Citations for SEO are not just directories
A citation is simply the company name, full address (including zipcode) and phone number (NAP) of your business referenced on any webpage online. There doesn’t even need to be a link to your website included to make a valuable citation. Search engines like Google and Bing increasingly use simple NAP citations as a primary source to verify your business information, and in terms of search engine optimisation, will rank you higher in search results for their users knowing that the numerous identical citations out there mean your business information is almost certain to be accurate.
I have detailed below the various places where you can place a citation as many people still believe that the only place to build citations are online directories.

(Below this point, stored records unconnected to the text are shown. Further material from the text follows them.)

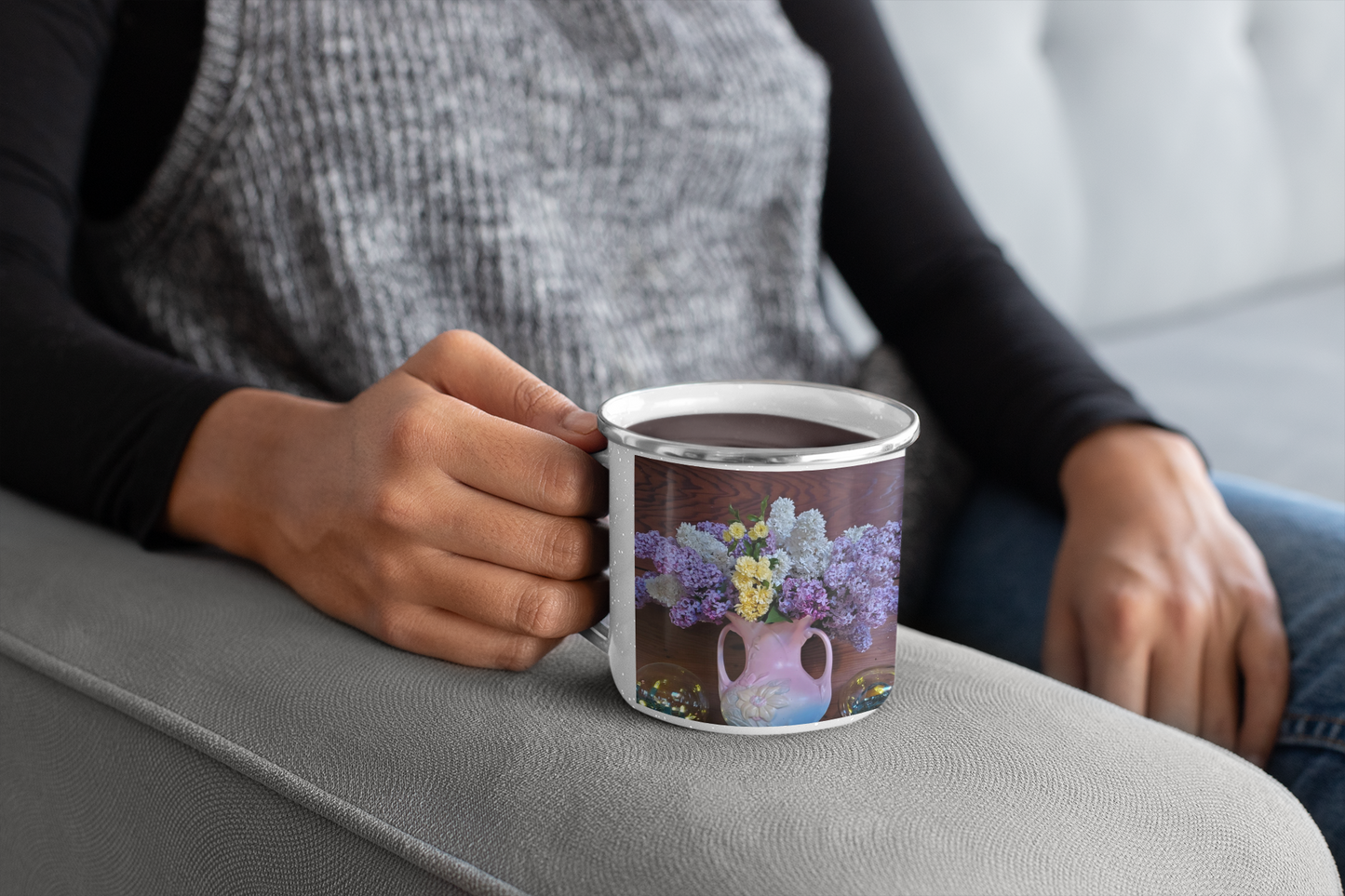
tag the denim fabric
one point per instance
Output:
(993, 580)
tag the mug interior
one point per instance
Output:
(888, 425)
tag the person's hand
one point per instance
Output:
(448, 510)
(1160, 597)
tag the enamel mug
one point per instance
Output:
(755, 552)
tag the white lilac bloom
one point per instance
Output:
(782, 518)
(712, 551)
(783, 566)
(666, 590)
(809, 545)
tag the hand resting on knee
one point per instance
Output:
(1160, 600)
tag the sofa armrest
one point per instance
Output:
(976, 775)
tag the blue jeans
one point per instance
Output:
(991, 587)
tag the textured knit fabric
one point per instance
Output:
(976, 777)
(351, 180)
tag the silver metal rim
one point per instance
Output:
(874, 448)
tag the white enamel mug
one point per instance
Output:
(753, 590)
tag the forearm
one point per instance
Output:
(239, 467)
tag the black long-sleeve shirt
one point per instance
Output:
(96, 420)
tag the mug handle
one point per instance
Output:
(826, 642)
(598, 635)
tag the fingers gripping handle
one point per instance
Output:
(598, 635)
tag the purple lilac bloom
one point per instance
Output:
(715, 606)
(861, 579)
(701, 580)
(647, 543)
(804, 597)
(685, 612)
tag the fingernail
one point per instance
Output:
(581, 422)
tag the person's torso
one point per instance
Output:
(615, 193)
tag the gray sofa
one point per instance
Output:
(182, 723)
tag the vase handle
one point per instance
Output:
(724, 675)
(826, 642)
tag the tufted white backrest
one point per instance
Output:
(1134, 156)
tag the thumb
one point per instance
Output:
(465, 367)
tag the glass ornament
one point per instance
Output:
(670, 689)
(868, 690)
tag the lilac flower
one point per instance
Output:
(804, 597)
(709, 546)
(807, 543)
(686, 612)
(647, 543)
(715, 606)
(861, 579)
(780, 518)
(666, 590)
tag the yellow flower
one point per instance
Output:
(751, 606)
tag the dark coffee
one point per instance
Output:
(748, 431)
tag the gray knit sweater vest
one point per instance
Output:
(616, 193)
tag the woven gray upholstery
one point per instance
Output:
(976, 777)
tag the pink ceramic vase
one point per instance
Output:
(773, 689)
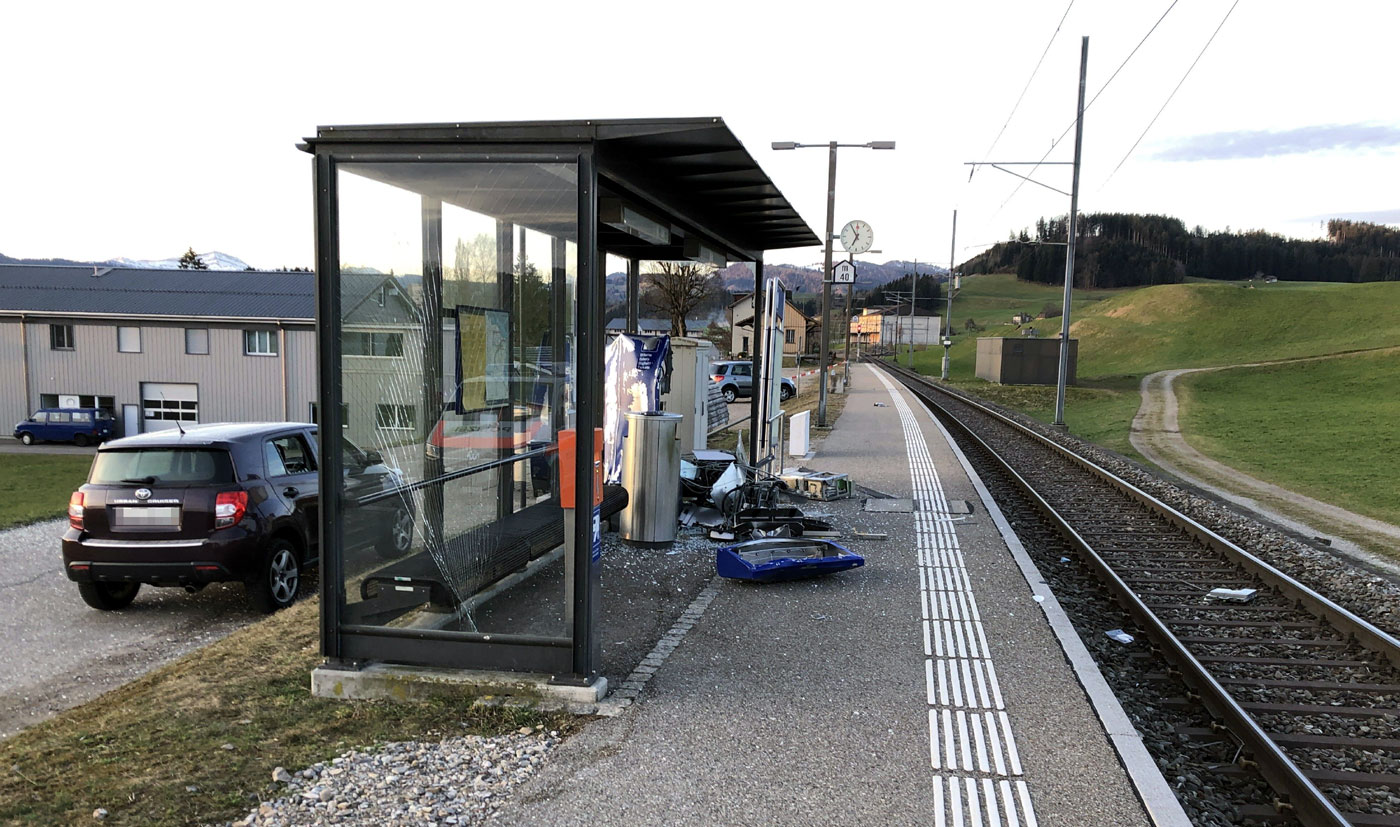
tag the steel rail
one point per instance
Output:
(1301, 796)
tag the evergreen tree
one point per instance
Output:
(191, 260)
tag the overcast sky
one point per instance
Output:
(135, 129)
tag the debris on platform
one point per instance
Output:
(776, 560)
(1232, 595)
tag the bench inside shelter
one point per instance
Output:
(506, 546)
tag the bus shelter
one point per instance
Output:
(461, 519)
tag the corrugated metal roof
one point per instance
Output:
(42, 288)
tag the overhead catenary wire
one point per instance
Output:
(1056, 142)
(1022, 97)
(1173, 93)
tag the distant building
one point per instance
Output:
(158, 347)
(797, 328)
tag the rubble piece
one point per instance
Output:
(1232, 595)
(828, 486)
(889, 505)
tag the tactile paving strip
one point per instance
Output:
(977, 777)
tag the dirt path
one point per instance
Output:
(1157, 434)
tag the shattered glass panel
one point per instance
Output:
(458, 372)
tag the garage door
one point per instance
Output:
(164, 403)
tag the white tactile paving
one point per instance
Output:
(976, 770)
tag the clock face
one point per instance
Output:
(857, 237)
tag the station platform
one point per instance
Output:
(928, 687)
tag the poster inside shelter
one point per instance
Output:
(483, 353)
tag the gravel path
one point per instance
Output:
(1157, 434)
(455, 781)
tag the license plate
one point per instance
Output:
(149, 517)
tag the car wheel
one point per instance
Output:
(108, 596)
(279, 578)
(398, 539)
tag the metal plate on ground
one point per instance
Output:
(893, 505)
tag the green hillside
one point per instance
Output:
(1326, 428)
(1129, 333)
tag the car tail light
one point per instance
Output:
(76, 510)
(230, 508)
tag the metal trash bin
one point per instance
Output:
(651, 476)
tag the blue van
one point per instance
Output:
(81, 426)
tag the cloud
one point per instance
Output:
(1374, 216)
(1262, 143)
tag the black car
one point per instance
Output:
(216, 504)
(735, 379)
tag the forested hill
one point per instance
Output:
(1123, 249)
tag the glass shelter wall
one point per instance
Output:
(457, 372)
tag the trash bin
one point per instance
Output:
(651, 476)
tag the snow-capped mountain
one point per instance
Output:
(214, 260)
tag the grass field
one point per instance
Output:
(139, 749)
(1326, 428)
(1129, 333)
(37, 486)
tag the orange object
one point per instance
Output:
(567, 451)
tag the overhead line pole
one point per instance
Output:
(1073, 230)
(948, 326)
(1068, 255)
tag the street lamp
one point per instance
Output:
(826, 260)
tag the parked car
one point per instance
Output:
(81, 426)
(224, 503)
(735, 379)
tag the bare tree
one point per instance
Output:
(678, 288)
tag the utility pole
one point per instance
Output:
(826, 288)
(913, 298)
(1068, 255)
(948, 326)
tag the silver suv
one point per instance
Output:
(735, 379)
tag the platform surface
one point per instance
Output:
(926, 687)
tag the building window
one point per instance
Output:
(394, 417)
(60, 336)
(356, 343)
(345, 414)
(196, 340)
(129, 340)
(259, 342)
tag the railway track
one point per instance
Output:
(1308, 690)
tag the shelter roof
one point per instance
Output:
(692, 168)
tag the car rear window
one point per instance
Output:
(154, 466)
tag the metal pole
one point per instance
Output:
(913, 297)
(826, 286)
(846, 351)
(1068, 255)
(948, 322)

This is not the case; below I explain the various ways to build citations.
The first, most logical place to make sure your business has its NAP is dedicated online directories such as Yell.com. All businesses should ensure they are listed in each and every directory available, and as many have basic, free listings options, there really is no reason not to be. Moz have a great directory list by industry so you are assured of adding your business to a directory that matches your niche.
Getting your business a mention on a popular local blog or even in their listings of local companies is a great way to boost the usefulness of your citations. A blog mention from a trusted source is very hard to fake and will be trusted by search engines.
Many sites publish press releases and so you should try and get yours online. As you will be getting your press release published on third party sites, ensure you don’t add it to your own as well or it will be seen as duplicate content. Make sure you put your NAP at least in the notes of your press release to get that citation. I would suggest you have a read of this great beginner’s guide to PR by Wildshark which explains everything from writing your press release to finding journalists that will get it published.
Image and video descriptions
If you make or contribute to any online videos or even put photos online, include your NAP in the description (as the creator) somewhere and search engines will view this as a citation.
Social media profiles
All your online profiles, such as Facebook, Twitter, YouTube, LinkedIn or Google+, should contain your accurate NAP in a consistent format.
Question and answer sites
Users looking for information online are increasingly directed to dedicated question and answer sites. As a business you have specific expertise in certain fields and can answer questions accurately while including your NAP within the answer or source attribution, adding another citation to your ranks.
If you regularly post to any forums, whether industry or local area-related, putting your NAP into your signatures will give you another useful citation whenever you post. Do not start going around every industry related forum setting up accounts and adding your citation if you do not intend on contributing to each and every forum as this will do more harm than good.
Check the competition
Want to find even more places where your business should get citations? Try finding out where the competition has theirs. Search through Google for their company name and phone number in quotation marks (“COMPETITOR” AND “086 766 000”) and see where they are listed and try to get your own company’s citation on there as well. You may need to click through to the third or later page of results to see where they are listed as the first couple of pages of results are likely just to be from their own website.
Turn partial citations into full citations
Your business might just already be listed in many directory sites without you doing anything. Many directories crawl the internet and add businesses to their directory on the fly. The issue with this is that many directories only add the basic information so you need to search for all partial citations by simply typing your company name into Google to find all listings and contact each directory to include your full contact details. It is in the directories best interest to provide up to date and accurate details so you shouldn’t find this too hard.
Above all, accuracy is key
To use citations successfully, you must ensure each citation is exactly the same. It doesn’t matter if the NAP is broken down on to different lines, but if your address contains for example “Street”, it must always be written as “Street” and not “St” to ensure the citation is picked up by search engines.